By Rachel Ehrenberg
Scientists are turning harmful bacteria into agents of their own destruction. In an effort to create antibacterial wound dressings, a new material comes laden with microbial booby traps that are triggered by the activity of harmful bacteria, scientists report online April 20 in the Journal of the American Chemical Society.
Bacterial infections are a serious problem for patients with burns and other wounds, says study coauthor Toby Jenkins of the University of Bath in England. While many wound dressings today contain silver to thwart microbial activity, the metal can hurt human cells that are trying to regrow. The silver may also cull out weaker bacteria, leaving the survivors even more of a threat than before.
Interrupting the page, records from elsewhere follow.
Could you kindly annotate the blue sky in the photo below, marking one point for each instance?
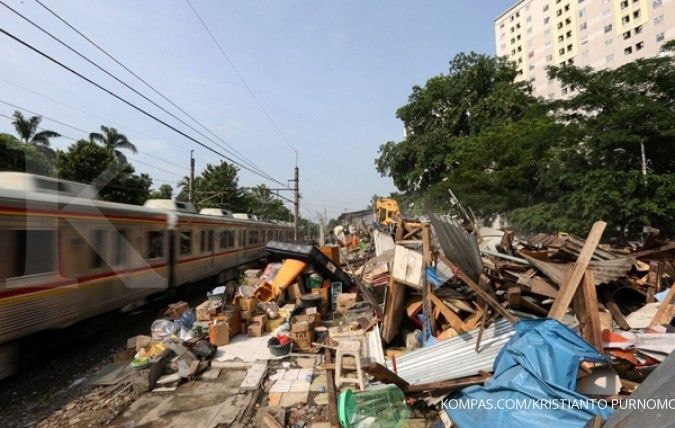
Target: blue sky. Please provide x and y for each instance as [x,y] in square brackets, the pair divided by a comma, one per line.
[330,74]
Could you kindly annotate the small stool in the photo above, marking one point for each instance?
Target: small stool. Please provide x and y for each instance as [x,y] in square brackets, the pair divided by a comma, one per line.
[352,348]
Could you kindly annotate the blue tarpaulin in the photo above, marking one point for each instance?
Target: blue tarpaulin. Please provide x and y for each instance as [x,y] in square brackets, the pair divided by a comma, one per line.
[534,383]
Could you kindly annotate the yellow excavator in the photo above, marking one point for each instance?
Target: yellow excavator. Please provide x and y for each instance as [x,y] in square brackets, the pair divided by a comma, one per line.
[387,211]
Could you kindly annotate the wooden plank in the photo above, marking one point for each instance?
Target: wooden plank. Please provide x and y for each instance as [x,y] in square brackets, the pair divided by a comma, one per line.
[448,314]
[663,313]
[594,331]
[569,287]
[393,309]
[330,387]
[384,375]
[447,385]
[476,288]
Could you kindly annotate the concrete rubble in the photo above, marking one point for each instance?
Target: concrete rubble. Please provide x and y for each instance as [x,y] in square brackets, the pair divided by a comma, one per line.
[407,312]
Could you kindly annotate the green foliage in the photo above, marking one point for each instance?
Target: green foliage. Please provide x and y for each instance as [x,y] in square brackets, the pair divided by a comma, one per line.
[112,140]
[216,186]
[87,162]
[550,166]
[18,156]
[165,191]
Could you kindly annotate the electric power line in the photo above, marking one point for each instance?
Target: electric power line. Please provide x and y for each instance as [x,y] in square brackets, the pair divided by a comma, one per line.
[130,104]
[233,150]
[81,130]
[236,71]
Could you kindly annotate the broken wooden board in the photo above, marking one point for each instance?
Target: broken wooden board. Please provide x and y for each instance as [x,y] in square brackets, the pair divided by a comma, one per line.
[408,267]
[569,287]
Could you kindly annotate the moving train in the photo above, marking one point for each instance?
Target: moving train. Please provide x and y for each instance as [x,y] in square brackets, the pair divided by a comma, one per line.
[66,256]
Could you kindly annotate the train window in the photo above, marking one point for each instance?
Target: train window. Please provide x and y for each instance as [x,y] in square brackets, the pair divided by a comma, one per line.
[155,244]
[121,247]
[32,251]
[227,239]
[97,246]
[185,243]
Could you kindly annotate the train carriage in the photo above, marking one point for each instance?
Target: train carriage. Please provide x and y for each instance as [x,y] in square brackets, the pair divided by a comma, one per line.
[67,256]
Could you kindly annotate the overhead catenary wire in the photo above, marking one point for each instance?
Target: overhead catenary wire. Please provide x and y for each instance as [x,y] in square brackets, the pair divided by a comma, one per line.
[130,104]
[243,81]
[82,130]
[134,90]
[233,150]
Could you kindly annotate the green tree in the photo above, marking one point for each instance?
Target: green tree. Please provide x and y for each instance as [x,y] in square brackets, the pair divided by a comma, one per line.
[114,141]
[165,191]
[478,92]
[216,186]
[613,114]
[29,132]
[87,162]
[18,156]
[260,201]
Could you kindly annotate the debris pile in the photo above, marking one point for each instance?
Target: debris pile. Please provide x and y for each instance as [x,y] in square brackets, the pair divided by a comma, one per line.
[395,319]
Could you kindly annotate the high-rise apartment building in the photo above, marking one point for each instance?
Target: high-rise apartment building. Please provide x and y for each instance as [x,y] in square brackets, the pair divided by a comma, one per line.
[598,33]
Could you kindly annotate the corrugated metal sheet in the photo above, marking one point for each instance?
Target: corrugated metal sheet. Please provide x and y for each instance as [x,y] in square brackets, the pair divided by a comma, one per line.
[456,357]
[604,271]
[458,245]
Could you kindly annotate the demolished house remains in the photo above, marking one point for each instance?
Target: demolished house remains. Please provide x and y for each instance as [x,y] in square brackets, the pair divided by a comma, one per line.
[413,322]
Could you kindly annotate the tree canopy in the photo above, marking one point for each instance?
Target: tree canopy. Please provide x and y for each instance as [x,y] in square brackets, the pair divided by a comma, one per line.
[548,165]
Jenkins and his colleagues have set out to build a better dressing by peppering it with tiny capsulelike vesicles that look to bacteria exactly like cells prime for infection. But when the bacteria do attack, they release an antibacterial agent that kills them and any of their kind that happen to be nearby.
The researchers tested their strategy by inoculating pieces of fabric with two harmful bacteria — a species of Staphylococcus and a member of the Pseudomonas group, famed for glomming onto medical devices — as well as a harmless type of E. coli.
When they placed the fabric scraps in petri dishes along with bacteria, the harmless E. coli grew readily. But the toxin-releasing Staph and Pseudomonas barely grew at all. This suggests that the harmful bacteria did in fact release toxins or enzymes that busted open the vesicles, unleashing the antibiotic inside and sealing their own fate. The E. coli flourished because they left the vesicles intact, the researchers suspect.
“This is a nice approach and they’ve shown in principle that it works,” says biomedical engineer Christopher Batich of the University of Florida in Gainesville. However, he cautions that the simple system has many hurdles to overcome before it will be useful in a hospital setting. For example, bacteria can’t be tidily arranged into “good” and “bad” groups where one is toxin-producing and the other is not. “You’d have to work with real bacteria and real wounds to see if it makes a difference,” Batich says.
For now, the team is trying to make vesicles that last longer than the current span of minutes to hours. And while the researchers tried their system with bacteria-killing sodium azide, in practice the vesicles would be filled with different antibiotics depending on the patient’s wound.
“I think it’s a lovely idea,” says microbiologist Simon Silver of the University of Illinois at Chicago, who was not involved with the work. But he wonders whether the technique would make much difference if bacteria were buried deep in a wound. “It’s too early to say if it will be more fruitful,” Silver says.